A thin, balding, woebegone looking man watched the package-deliverer jog up to his front porch and deposit the beaten-up cardboard box onto his step, ring the doorbell, and jog back to his truck. He sat on his thread-bare couch (which was starting to hang dangerously low to the scratched floorboards) lost in his thoughts, wondering when the last time he had gotten a package was. He hadn’t had a package (or any mail besides advertisements and bills, for that matter) since the…… since the…… since he had stopped feeling happy and the lights had left his eyes, since before his mouth had started drooping and stopped smiling, since the lines of age and time had prematurely etched themselves onto his face. He slowly got up and made his way to the door, stooping to grab the sorry scrap plastered with stamps. Funny, there was no return address. He inspected it carefully, and finally slit it open. Inside was a pirate-style eye patch, scuffed and slightly familiar, and a scrap of dirty, blotched paper on which was scrawled one simple sentence: This belonged to him. He understood. But how he wished he didn’t.

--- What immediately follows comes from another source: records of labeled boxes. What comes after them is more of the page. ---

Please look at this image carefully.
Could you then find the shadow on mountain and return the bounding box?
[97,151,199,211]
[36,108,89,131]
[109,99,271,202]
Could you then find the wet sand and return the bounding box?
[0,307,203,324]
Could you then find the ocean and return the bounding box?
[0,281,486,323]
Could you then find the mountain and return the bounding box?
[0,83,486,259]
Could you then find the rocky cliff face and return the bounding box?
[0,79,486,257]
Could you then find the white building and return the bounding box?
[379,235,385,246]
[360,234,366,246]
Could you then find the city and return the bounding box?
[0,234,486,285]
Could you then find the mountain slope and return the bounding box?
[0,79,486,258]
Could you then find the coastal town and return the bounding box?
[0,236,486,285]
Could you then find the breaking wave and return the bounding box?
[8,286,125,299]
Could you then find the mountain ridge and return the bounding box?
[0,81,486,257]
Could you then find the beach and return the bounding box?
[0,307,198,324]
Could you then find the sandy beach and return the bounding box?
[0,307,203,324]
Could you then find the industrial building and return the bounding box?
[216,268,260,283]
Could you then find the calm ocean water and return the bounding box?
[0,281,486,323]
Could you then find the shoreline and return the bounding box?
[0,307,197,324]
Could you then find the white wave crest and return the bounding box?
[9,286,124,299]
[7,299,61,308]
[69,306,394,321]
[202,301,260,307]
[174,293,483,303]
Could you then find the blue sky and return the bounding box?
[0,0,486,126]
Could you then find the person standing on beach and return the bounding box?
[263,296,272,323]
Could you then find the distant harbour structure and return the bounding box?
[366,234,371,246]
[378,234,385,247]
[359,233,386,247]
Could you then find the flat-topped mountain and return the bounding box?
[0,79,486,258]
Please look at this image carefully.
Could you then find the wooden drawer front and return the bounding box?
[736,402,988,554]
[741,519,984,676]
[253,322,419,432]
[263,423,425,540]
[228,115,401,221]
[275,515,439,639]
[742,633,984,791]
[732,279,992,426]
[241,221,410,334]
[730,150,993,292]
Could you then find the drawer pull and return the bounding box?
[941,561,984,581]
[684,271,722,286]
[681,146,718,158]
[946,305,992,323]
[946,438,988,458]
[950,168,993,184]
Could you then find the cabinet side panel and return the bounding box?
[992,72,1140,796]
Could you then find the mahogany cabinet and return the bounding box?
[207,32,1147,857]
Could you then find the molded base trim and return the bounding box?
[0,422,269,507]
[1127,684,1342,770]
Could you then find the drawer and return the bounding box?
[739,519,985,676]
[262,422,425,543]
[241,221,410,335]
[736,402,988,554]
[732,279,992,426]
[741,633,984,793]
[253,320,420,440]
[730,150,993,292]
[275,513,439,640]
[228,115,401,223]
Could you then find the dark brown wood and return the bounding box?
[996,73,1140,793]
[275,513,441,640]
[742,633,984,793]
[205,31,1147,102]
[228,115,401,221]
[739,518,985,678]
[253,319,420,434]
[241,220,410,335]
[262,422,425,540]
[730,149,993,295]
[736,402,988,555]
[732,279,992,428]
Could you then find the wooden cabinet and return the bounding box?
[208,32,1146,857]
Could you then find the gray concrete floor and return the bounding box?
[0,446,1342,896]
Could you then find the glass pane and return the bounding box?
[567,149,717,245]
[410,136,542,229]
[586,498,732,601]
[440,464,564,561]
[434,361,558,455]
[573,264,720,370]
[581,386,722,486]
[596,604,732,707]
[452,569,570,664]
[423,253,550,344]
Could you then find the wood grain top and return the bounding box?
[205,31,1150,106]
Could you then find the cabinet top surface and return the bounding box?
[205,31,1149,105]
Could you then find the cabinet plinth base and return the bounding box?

He returned to the old couch, clutching the eye patch as though it were made of glass, holding it to his heart. Unimaginable grief, beyond tears, was cut deeply into his face, a face that had seen its share of horrors. His eyes were vacant and unblinking as he retreated into himself, into the deepest, darkest part of him that had been suffering since October 31st of last year. He saw again the proud little figure dashing across the sidewalk and entering the street, his little pirate running to see his friend, Superman across the road. He saw again the glaring headlights illuminating the 6-year-old in bandana and ragged clothes, wooden leg (made of plastic, of course) and yes, the eye patch, the eye patch. He forced himself to see the nightmare of his child, his life, his little boy, thrown up as the Ford (brakes squealing a second too late) collided with him, watched him crash down to the pavement. He heard the sirens screaming as men in uniforms drove his little one away at top speed, even though it was too late, too late, too late. And again and again he blamed himself. You should have held him back. Told him to wait. Why didn’t you grab him? And for the first time since his child, his little boy had been killed last Halloween (his favorite day of the year), he let himself cry, clutching the last piece of his lost child that he still had.
He walked down the hall, tears pouring down his face, into the spaceship themed room. Sat down on the rocket ship bed with asteroid imprinted sheets. Pulled the cord to turn on the fake moon desk light. And remembered the nights spent building Lego models with his child clad in Buzz Lightyear pajamas, or building a model airplane together. And all the time, unshed tears poured down his grief-stricken face. After a long, long time, he got up and closed the door of the little boy’s room, his little boy’s room, and walked to the phone. He dialed the number and heard the young woman’s voice. “Hello?” Because last year, October 31, to be exact, when they had declared the little pirate dead and he himself had fallen to the ground in irrepressible despair, she, the driver of the Ford, the one who had taken his baby’s life, was beside him, sick with guilt and horror. “Can you ever forgive me?” she had whimpered. He had answered with a dry sob that pierced the black, black night. Now, “Hello?” she said again. “I forgive you,” he whispered. He didn’t need a return address to know where the eye patch had come from. “I forgive you.”